The UK is also dealing with a second wave of cornonavirus cases.  On Friday, a further 4,322 cases were confirmed, the highest daily total since May.  Outbreaks occurred England, Scotland, Wales and Northern Ireland.  The government has implemented targeted interventions; however, it has not ruled out a national lockdown.  Similarly, Canada has seen a spike in cases as well and Ontario has announced new restrictions and steep fines.  Meanwhile, the US is extending border restrictions with Canada and Mexico until October 21st.  US President Trump said on Friday that he expects to have a coronavirus vaccine for every American by April.  Next week, we will probably hear more talks of a stimulus bill from US congress, however there is still the possibility that we will not get one.

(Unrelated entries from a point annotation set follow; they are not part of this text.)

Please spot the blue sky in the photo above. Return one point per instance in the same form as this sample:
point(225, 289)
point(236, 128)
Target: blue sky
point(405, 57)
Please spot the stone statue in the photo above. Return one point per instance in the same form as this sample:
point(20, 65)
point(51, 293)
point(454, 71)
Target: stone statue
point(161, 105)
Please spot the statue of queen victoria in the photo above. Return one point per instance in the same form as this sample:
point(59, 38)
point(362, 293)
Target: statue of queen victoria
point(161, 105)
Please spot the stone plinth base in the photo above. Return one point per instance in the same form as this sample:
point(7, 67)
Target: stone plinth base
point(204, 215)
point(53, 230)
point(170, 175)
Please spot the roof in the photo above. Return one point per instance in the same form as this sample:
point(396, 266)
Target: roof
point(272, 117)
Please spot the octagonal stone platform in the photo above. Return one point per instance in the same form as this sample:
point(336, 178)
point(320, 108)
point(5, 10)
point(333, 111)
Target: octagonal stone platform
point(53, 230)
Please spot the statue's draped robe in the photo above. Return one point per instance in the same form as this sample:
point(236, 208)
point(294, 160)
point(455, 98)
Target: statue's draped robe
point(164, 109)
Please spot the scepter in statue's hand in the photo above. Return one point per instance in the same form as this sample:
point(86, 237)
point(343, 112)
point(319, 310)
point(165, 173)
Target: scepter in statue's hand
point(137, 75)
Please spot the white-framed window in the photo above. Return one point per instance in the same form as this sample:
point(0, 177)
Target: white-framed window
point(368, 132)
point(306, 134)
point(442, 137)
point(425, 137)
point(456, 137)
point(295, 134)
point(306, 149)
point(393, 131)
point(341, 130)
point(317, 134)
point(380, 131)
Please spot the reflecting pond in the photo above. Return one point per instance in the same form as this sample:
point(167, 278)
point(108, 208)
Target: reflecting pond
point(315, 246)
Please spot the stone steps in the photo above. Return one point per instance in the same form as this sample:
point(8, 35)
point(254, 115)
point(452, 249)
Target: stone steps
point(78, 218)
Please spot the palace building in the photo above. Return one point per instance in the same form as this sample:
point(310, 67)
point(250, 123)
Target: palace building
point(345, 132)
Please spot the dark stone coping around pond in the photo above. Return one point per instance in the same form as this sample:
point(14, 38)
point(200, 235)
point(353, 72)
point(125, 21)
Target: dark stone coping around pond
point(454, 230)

The economic calendar is light next week, however there are several speakers.  In addition, we get the RBNZ interest rate decision as well as US senate testimony from US Fed Chairman Powell and Treasury Secretary Mnuchin. Other economic data is as follows:

Monday

  • Canada: New Housing Price Index (AUG)
  • US: FOMC Member Williams Speaks

Tuesday

  • Australia: RBA Deputy Gov Debelle Speaks
  • UK: CBI Industrial Trends Orders (SEP)
  • UK: BOE Gov Baily Speaks
  • EU: Consumer Confidence Flash (SEP)
  • US: Existing Home Sales (AUG)
  • US: Richmond Fed Manufacturing Index (SEP)
  • US: Fed Chair Powell Speaks

Wednesday

  • Global Manufacturing PMI Flash (SEP)
  • Global Services PMI Flash (SEP)
  • New Zealand: Interest Rate Decision
  • Germany: GfK Consumer Confidence (OCT)
  • US: FOMC Member Mester Speaks
  • Crude Inventories

Thursday

  • New Zealand: Trade Balance (AUG)
  • Japan: BOJ Meeting Policy Meeting Minutes
  • Germany: Ifo Business Climate (SEP)
  • EU: ECB Economic Bulletin
  • UK: BOE Gov Baily Speaks
  • US: Initial Jobless Claims (week ending September 19th)
  • US: Fed Chair Powell and Treasury Secretary Mnuchin testify before Senate Committee
  • US New Home Sales (AUG)
  • US: FOMC Member Williams

Friday

  • UK: BOE Quarterly Bulletin
  • US: Durable Goods Orders (AUG)

Chart of the Week: Daily EUR/JPY

Source:  Tradingview, FOREX.com

EUR/JPY has been moving higher since bottoming on May 7th near 114.39. On September 1st, the pair reached a high of 127.07.  We can see now that the high on September was the head of a Head and Shoulders pattern, which broke through the neckline last Wednesday.  The pair traded as low as 123.23, which is also the 50% retracement level from the low on June 19th to the highs on September 1st, then retested the neckline on Friday, only to move lower and close the week at 123.78.  The previous low at 123.23 is now the first support level.  The 61.8% retracement level of the previously mentioned timeframe is the next level near 122.32.  Resistance is at Friday’s highs if 124.31.  The target for a Head and Shoulders pattern is the distance from the head to the neckline, added to the breakdown level below the neckline.  This puts the target near 121.50.  The 200 Day Moving Average is near 121.00.

This week is going to be all headline watching.  Watch for Brexit comments, coronavirus cases numbers, rumors of vaccines, and Presidential jabs between Donald Trump and Democratic Candidate Joe Biden.

Have a great week and please remember to always wash your hands!